As part of piloting a survey, I presented each Turker with sets of choices amongst four alternatives. The data looks like this:
> so
WorkerId pio_1_1 pio_1_2 pio_1_3 pio_1_4 pio_2_1 pio_2_2 pio_2_3 pio_2_4
1 1 Yes No No No No No Yes No
2 2 No Yes No No Yes No Yes No
3 3 Yes Yes No No Yes No Yes No
I'd like it to look like this:
WorkerId set pio1 pio2 pio3 pio4
1 1 Yes No No No
1 2 No No Yes No
...
I can kludge through this by a number of means, none of which seem very elegant:
- Swapping the order of the numbers with regexes and backreferencing and then using reshape()
- Writing my own little function to parse out the first digit between the underscores and then reshape it long
- Splitting and then stacking the columns (relies on the ordering being right)
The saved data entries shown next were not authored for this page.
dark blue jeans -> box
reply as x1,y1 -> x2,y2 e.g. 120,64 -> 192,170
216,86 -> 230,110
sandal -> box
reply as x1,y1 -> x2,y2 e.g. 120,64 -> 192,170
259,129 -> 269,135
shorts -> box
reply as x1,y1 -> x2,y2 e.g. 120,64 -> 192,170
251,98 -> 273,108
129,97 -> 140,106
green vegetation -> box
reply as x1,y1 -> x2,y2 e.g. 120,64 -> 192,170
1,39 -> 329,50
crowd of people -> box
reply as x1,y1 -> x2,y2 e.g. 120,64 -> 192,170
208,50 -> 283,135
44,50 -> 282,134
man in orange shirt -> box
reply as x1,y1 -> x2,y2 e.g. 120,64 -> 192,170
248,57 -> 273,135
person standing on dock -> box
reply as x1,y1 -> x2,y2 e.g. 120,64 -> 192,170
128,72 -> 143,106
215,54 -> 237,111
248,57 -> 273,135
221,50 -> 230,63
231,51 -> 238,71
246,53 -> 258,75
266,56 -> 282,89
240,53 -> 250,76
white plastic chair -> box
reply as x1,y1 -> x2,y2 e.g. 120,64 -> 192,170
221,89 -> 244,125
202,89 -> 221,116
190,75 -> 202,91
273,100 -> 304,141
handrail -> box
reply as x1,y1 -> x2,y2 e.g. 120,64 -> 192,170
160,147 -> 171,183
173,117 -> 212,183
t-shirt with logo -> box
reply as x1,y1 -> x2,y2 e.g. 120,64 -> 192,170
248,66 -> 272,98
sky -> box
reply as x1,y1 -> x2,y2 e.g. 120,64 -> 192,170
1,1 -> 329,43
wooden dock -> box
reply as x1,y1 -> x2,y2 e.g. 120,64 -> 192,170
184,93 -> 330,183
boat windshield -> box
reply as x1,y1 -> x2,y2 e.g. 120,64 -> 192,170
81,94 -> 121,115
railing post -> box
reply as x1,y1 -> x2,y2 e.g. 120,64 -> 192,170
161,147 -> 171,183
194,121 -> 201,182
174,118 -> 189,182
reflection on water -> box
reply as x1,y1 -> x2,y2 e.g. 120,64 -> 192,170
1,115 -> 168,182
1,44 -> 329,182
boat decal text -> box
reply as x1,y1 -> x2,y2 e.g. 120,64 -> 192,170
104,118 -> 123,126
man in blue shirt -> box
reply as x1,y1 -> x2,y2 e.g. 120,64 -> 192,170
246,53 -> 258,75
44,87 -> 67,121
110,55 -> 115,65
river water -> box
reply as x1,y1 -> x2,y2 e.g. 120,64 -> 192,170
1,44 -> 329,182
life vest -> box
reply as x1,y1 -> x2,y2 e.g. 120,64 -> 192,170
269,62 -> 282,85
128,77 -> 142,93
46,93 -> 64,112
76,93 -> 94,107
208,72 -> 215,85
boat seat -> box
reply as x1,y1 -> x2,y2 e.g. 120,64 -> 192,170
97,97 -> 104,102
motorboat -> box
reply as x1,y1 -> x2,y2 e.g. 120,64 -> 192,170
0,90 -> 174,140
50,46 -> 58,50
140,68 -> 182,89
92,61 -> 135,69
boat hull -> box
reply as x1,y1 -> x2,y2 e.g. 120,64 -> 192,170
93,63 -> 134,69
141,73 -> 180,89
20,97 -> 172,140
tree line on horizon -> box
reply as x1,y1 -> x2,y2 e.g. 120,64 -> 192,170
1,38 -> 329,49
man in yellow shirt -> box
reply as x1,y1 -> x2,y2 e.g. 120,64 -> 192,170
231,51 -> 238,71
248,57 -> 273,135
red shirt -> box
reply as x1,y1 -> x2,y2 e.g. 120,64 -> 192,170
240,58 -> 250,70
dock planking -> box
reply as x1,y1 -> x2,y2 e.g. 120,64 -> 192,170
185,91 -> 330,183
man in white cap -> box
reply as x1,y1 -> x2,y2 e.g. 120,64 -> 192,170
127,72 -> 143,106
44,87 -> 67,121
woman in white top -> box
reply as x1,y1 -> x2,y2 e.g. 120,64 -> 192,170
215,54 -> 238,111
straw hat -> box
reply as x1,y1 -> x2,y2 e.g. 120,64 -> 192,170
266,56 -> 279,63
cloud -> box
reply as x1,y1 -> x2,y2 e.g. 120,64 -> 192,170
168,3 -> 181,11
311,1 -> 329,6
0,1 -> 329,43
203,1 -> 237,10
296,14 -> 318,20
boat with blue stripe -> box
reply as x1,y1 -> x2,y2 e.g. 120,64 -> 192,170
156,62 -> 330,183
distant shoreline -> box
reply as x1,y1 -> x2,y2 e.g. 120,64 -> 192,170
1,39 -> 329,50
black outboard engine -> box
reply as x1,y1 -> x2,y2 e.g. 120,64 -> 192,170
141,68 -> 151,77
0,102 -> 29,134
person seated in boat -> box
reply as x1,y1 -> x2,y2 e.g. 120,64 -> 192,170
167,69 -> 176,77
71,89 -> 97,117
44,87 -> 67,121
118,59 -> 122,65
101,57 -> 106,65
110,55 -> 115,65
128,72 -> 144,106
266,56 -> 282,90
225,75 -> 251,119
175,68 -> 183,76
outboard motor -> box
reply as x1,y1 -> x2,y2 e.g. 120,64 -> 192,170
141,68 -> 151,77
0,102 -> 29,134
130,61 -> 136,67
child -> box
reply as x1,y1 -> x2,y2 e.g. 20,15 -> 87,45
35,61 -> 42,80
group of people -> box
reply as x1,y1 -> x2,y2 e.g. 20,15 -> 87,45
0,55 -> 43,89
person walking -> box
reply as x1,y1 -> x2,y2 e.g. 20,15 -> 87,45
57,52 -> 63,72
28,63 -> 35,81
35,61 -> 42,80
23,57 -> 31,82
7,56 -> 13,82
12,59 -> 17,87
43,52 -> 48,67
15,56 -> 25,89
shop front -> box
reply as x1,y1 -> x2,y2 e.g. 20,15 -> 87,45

But it seems to me that all of these ignore the idea that data in what you might call "double wide" format has its own structure. I'd love to use the reshape2 package for this, but despite the data having been produced with cast() I don't see any options that would help me truly melt this data.frame back.
Suggestions welcome.
so <- structure(list(WorkerId = 1:3, pio_1_1 = structure(c(2L, 1L,
2L), .Label = c("No", "Yes"), class = "factor"), pio_1_2 = structure(c(1L,
2L, 2L), .Label = c("No", "Yes"), class = "factor"), pio_1_3 = structure(c(1L,
1L, 1L), .Label = c("No", "Yes"), class = "factor"), pio_1_4 = structure(c(1L,
1L, 1L), .Label = "No", class = "factor"), pio_2_1 = structure(c(1L,
2L, 2L), .Label = c("No", "Yes"), class = "factor"), pio_2_2 = structure(c(1L,
1L, 1L), .Label = c("No", "Yes"), class = "factor"), pio_2_3 = structure(c(2L,
2L, 2L), .Label = c("No", "Yes"), class = "factor"), pio_2_4 = structure(c(1L,
1L, 1L), .Label = "No", class = "factor")), .Names = c("WorkerId",
"pio_1_1", "pio_1_2", "pio_1_3", "pio_1_4", "pio_2_1", "pio_2_2",
"pio_2_3", "pio_2_4"), row.names = c(NA, 3L), class = "data.frame")